Andrea Riseborough, Shadow Dancer (directed by James Marsh) – Riseborough nailed a high profile role in Madonna’s W.E. as Wallis Simpson, but it could be this part in Oscar winner Marsh’s Premieres section debut that may cement her as a name in America. She appears in almost every scene with a cast including Clive Owen and Aidan Gillen in this political thriller about the IRA in 1970s Belfast. Riseborough’s character becomes an informant for British intelligence following a foiled London bomb plot.

Katie Aselton, Black Rock (directed by Katie Aselton) – Chatter has already swirled in several corners that Black Rock may propel Aselton to stardom as an actress. But Aselton also directs this buzzed-about Park City at Midnight film featuring Kate Bosworth and Lake Bell. It’s about three childhood friends who set their differences aside for a weekend of island fun off Maine that turns into a fight for survival. Film is a family affair: actor and Aselton’s husband Mark Duplass penned the feature and produced along with brother and film collaborator Jay Duplass.
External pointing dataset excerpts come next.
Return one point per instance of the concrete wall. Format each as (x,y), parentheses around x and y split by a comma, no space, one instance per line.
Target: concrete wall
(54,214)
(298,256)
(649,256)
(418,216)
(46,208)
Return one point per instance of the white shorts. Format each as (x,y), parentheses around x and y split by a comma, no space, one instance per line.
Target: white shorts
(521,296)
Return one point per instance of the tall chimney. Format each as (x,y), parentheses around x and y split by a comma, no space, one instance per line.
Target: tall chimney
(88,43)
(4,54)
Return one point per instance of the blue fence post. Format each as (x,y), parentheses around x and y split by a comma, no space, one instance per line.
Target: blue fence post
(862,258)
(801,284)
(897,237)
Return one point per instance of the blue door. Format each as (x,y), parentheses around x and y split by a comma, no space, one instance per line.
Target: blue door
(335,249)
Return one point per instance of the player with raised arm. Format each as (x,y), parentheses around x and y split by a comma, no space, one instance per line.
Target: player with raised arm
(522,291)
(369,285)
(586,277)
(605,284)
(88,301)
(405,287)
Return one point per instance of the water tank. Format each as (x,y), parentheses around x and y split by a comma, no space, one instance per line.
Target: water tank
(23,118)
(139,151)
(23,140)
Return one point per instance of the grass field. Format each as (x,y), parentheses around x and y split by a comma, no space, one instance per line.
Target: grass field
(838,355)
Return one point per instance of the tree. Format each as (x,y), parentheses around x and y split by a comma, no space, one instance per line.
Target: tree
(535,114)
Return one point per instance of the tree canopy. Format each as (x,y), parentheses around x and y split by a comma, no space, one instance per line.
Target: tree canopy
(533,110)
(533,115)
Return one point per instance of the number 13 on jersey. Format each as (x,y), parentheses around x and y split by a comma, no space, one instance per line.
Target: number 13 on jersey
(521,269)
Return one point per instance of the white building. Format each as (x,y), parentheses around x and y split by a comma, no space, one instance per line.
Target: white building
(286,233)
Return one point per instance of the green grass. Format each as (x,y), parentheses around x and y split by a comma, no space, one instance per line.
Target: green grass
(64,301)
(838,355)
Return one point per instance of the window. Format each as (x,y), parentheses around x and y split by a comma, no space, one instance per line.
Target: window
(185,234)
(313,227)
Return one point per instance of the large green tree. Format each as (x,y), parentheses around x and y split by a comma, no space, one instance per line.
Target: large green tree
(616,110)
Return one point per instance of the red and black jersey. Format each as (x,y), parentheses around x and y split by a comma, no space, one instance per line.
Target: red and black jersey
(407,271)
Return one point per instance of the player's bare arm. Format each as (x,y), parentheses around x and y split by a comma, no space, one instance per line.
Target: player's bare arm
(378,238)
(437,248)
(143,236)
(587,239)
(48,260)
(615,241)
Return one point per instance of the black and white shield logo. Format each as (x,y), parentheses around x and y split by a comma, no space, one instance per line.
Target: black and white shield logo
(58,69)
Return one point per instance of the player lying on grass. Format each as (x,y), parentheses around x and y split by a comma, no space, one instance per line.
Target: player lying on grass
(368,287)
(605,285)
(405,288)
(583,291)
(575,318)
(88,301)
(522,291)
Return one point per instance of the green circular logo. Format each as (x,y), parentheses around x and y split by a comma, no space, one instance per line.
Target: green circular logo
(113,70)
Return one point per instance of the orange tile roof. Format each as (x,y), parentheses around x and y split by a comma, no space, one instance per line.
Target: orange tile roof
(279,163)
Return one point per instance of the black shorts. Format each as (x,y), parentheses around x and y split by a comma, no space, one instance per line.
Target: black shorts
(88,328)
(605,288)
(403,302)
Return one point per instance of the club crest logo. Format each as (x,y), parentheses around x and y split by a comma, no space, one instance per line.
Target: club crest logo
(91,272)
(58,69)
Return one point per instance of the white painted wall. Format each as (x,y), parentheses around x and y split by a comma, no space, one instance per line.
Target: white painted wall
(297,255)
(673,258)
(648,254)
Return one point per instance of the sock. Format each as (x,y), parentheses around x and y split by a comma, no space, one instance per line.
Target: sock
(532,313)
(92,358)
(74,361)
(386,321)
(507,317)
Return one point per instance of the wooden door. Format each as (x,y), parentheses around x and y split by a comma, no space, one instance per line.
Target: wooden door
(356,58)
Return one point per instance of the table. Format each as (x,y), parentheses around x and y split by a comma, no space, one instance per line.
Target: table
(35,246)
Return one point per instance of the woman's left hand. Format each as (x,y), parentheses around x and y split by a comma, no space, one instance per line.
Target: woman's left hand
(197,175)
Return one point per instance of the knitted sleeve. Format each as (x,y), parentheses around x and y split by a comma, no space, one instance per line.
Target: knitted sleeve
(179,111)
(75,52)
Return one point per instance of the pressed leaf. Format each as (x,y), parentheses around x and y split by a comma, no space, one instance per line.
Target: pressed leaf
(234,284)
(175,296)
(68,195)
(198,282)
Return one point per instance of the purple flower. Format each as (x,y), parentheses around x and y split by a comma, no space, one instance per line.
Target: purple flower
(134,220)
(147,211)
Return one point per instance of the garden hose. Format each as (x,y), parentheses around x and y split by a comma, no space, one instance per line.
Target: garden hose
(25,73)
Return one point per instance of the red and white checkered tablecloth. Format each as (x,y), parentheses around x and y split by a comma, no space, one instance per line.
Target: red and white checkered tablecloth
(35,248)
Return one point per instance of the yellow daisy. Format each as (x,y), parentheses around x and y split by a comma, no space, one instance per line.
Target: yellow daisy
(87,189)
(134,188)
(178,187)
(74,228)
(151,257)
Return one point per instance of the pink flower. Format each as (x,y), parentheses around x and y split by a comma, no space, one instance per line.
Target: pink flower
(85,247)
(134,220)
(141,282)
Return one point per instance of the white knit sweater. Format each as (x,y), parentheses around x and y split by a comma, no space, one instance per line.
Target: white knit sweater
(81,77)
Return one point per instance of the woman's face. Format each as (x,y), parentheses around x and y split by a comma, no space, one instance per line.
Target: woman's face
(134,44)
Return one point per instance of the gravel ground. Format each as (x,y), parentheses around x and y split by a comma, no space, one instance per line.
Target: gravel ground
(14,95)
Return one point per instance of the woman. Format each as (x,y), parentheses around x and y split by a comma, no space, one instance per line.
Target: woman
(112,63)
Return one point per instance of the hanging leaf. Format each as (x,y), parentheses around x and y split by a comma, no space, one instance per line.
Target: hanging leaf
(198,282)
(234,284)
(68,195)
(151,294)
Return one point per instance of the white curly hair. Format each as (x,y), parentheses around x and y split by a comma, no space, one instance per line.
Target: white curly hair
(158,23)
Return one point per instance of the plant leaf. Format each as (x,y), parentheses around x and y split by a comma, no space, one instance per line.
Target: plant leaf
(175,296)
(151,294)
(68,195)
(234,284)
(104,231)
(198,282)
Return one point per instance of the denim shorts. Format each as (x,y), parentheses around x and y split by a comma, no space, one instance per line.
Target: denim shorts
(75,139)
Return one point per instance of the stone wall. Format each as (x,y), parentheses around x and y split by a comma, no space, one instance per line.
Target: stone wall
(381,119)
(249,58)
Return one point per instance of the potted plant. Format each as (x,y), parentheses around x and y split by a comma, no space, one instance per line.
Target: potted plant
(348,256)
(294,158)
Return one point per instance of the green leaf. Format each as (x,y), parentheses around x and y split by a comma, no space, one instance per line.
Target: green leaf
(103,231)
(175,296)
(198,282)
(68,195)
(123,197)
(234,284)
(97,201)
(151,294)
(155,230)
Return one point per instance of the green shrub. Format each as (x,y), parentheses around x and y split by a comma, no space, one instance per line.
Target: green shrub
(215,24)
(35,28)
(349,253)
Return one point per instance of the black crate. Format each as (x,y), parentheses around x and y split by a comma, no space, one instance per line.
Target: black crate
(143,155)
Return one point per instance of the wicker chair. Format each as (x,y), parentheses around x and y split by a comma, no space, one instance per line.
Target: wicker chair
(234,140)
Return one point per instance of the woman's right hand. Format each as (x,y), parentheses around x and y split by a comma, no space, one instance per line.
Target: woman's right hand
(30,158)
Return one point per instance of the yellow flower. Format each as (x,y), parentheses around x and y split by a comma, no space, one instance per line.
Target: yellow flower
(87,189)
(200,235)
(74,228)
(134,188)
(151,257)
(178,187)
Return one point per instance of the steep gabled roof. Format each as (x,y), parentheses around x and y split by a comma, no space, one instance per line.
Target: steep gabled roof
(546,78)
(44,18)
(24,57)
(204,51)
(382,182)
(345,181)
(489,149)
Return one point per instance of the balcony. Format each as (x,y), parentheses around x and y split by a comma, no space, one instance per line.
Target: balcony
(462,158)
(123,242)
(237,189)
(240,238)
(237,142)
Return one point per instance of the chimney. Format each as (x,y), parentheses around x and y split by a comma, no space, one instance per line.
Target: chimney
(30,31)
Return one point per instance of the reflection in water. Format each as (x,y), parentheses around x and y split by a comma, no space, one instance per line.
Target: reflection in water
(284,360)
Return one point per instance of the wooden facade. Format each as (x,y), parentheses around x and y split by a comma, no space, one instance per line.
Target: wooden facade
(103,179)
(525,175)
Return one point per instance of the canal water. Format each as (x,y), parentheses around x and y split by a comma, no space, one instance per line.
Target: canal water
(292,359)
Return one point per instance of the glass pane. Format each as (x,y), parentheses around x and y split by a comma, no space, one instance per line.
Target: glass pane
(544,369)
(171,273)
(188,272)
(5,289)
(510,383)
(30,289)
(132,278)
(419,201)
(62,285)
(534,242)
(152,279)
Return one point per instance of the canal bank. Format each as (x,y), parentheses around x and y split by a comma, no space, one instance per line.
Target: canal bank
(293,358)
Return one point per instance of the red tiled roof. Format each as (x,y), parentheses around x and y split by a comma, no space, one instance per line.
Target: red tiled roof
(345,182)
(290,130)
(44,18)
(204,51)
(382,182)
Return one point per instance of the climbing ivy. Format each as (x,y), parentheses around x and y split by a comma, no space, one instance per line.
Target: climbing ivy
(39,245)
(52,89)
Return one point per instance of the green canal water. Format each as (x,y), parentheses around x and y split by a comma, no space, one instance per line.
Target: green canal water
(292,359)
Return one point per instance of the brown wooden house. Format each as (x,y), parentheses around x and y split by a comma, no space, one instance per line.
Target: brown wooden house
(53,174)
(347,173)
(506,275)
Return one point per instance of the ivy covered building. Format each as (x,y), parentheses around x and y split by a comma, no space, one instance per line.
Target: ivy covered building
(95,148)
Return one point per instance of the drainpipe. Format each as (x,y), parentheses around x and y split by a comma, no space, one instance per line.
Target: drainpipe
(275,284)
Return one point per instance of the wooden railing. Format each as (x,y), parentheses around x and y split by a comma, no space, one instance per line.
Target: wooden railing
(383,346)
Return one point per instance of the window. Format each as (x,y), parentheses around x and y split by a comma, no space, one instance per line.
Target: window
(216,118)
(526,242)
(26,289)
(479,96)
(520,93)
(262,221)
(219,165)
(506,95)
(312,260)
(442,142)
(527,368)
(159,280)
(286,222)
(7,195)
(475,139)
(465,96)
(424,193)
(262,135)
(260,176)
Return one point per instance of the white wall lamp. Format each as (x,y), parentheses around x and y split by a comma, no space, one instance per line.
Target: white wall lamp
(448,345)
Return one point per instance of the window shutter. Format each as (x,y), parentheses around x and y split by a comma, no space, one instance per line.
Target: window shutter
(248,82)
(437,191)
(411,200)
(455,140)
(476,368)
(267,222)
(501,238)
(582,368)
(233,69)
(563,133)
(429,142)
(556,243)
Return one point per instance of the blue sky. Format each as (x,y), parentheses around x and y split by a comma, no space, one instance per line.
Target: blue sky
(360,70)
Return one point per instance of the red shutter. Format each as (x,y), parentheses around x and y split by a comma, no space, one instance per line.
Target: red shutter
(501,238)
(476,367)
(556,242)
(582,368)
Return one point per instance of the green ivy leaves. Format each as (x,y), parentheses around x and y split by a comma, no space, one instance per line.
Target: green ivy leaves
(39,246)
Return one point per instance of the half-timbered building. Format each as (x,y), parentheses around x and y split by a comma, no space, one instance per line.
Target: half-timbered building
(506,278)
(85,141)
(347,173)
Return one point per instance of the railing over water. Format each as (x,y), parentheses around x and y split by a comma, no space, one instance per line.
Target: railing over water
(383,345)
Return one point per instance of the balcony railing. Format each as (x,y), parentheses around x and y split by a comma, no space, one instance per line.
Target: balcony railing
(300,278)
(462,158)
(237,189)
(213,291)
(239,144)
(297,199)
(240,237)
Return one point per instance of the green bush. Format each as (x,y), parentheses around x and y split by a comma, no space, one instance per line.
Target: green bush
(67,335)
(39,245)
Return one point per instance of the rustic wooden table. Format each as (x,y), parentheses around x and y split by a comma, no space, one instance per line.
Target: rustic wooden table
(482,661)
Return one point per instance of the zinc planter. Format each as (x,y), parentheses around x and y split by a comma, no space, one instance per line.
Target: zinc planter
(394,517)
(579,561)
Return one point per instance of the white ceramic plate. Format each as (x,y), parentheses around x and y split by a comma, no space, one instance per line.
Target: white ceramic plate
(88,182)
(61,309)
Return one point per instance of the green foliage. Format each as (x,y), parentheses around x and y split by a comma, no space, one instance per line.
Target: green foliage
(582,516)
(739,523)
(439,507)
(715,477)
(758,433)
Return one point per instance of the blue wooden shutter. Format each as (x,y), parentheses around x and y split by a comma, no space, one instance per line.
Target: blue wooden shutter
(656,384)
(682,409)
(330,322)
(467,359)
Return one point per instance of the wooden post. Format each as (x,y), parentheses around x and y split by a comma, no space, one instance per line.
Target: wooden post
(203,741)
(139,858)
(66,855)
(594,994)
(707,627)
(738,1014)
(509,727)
Tim Heidecker, The Comedy (directed by Rick Alverson) – Heidecker (from TV’s Tim And Eric) took the role in this feature screening in competition and now the words ”breakout performance” and “someone people will talk about” follow him. He plays Swanson, a hipster insulated by privilege but living in a social bubble of recreational cruelty with his clique of friends. Heidecker will have a busy Sundance with his Tim And Eric’s Billion Dollar Movie (co-directed by Eric Wareheim) screening in Park City at Midnight.

Sydney Aguirre, KID-THING (directed by David Zellner) – This young actress only has a previous short film credit, but her turn in this feature foretells a budding career, as insiders tell me. In the film she plays Annie, a friendless 10 year-old who rides her bike around Austin indulging in daily mischief. One day she hears a woman’s voice in an abandoned well and is unsure what to do.